Tuesday, August 3, 2010

Guilty

Today was a victorious day for us, for Chris, me and our families. Today his killer, Shannon Maurice Holmes, was found guilty of first degree murder which carries a life sentence without the possibility of parole. The jury was swift in it's verdict. I really cannot say that I am happy. If I had to describe how I feel it would be relieved. But certainly not happy. Chris had to give his life for this verdict, so there is no happiness involved. It really was a sad day.

There were some things that I really wanted to say to this scumbag's family. But, I thought better of it. It wouldn't change anything except to make me feel better. And really, at the end of the day my beloved would still be gone and my anger would still be here. So, there is no point in telling his family what I think of them. I will get my chance to let them hear what I think of this murderer. I will choose my words very carefully, and I will deliver the speech that I have been preparing to give since December 8, 2009.

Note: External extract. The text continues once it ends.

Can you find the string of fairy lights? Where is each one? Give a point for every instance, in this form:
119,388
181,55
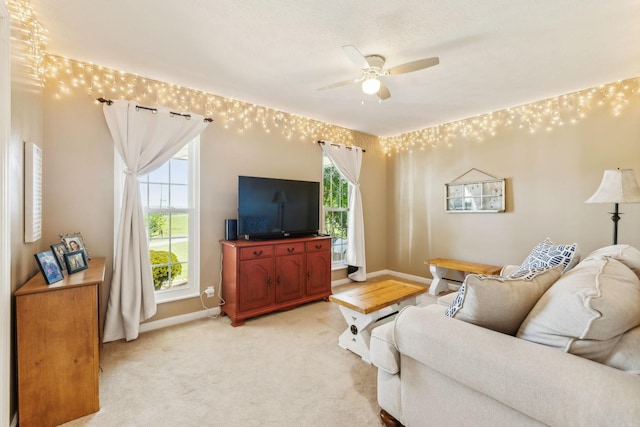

People have said that I am brave and strong, but I'm not. Chris is the one that was brave. He had to endure torture, pure torture. And he is the one that is strong, he fought like hell to survive. All that I did was retell his words that fateful night. I will never forget the events of that evening. I keep going over in my head the struggle. I have people that want to discuss it. Which really is fine, but only to an extent. There is a fine line where I can discuss it and where I find it unbearable. I can't rehash what happened that night, I can't discuss how various people think that it happened. All I know is that it was absolute hell for Chris, and I still have nightmares, even while awake, of what he went through. I suspect that it will never end, I will forever think of this tragedy.

Chris was a good man, a loving husband, and wonderful father. He certainly deserved better than this. Wherever he is, I hope that he can find some peace now. I feel that I can only begin to heal when I am certain that he is at peace.